The great steel door swung in on its hinges, its lock smashed.
A man crashed into the room. It was the giant Holm had seen peering through the bars, who had struck at the guard and, in return, been hit with the blackjack. His long, matted hair was hanging down over his bloodstained face. He was stripped to the waist, his body a mass of cuts and bruises from which blood was streaming. His swollen, bloodshot eyes were blazing with the lust to kill.
His massive body was crouched like that of a gorilla.
In one hand was the great axe dripping with blood. The other arm was extended, the stubby fingers working convulsively as if seeking to wrap themselves about some rounded throat to choke, to rend and tear a body.
Behind him were the others. The corridor was filled with them. They were wild, ferocious maniacs, all of them—men and women through whose brains the maggots of madness had been eating until they were rotten to the core. Their hair was long and matted, their bodies covered with vermin and filth. Homicidal cases, all of them, their eyes shone with a wild, bestial glare as they crowded in upon the man with the axe.
“Kill! Kill! Mine! Mine to kill!” they shrieked in cacophonous discord.

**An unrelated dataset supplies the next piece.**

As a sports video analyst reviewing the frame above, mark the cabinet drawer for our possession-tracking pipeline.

The giant with the axe turned on them, his eyes glaring, his lips drooling with bloody slaver.
“They are mine!” he snarled, raising the axe as if to attack those who were crowding in on him. “I saw them first. I broke down the door. I killed Huerta, the keeper! I killed the others. It was I who liberated the rest of you. And now you try to rob me of my kill!”
The others, maniacs though they were, shrank away from him.
Yet when he turned back into the cell they crowded in behind him again, licking their lips in keen anticipation.
“Kill! Kill! Kill!” they shouted in unison.
The giant started toward Nina. The great axe was upraised. The fingers of his left hand opened and closed as he stretched his arm forward, stopping to gaze at the others with eyes that blazed like the twin fires of hell.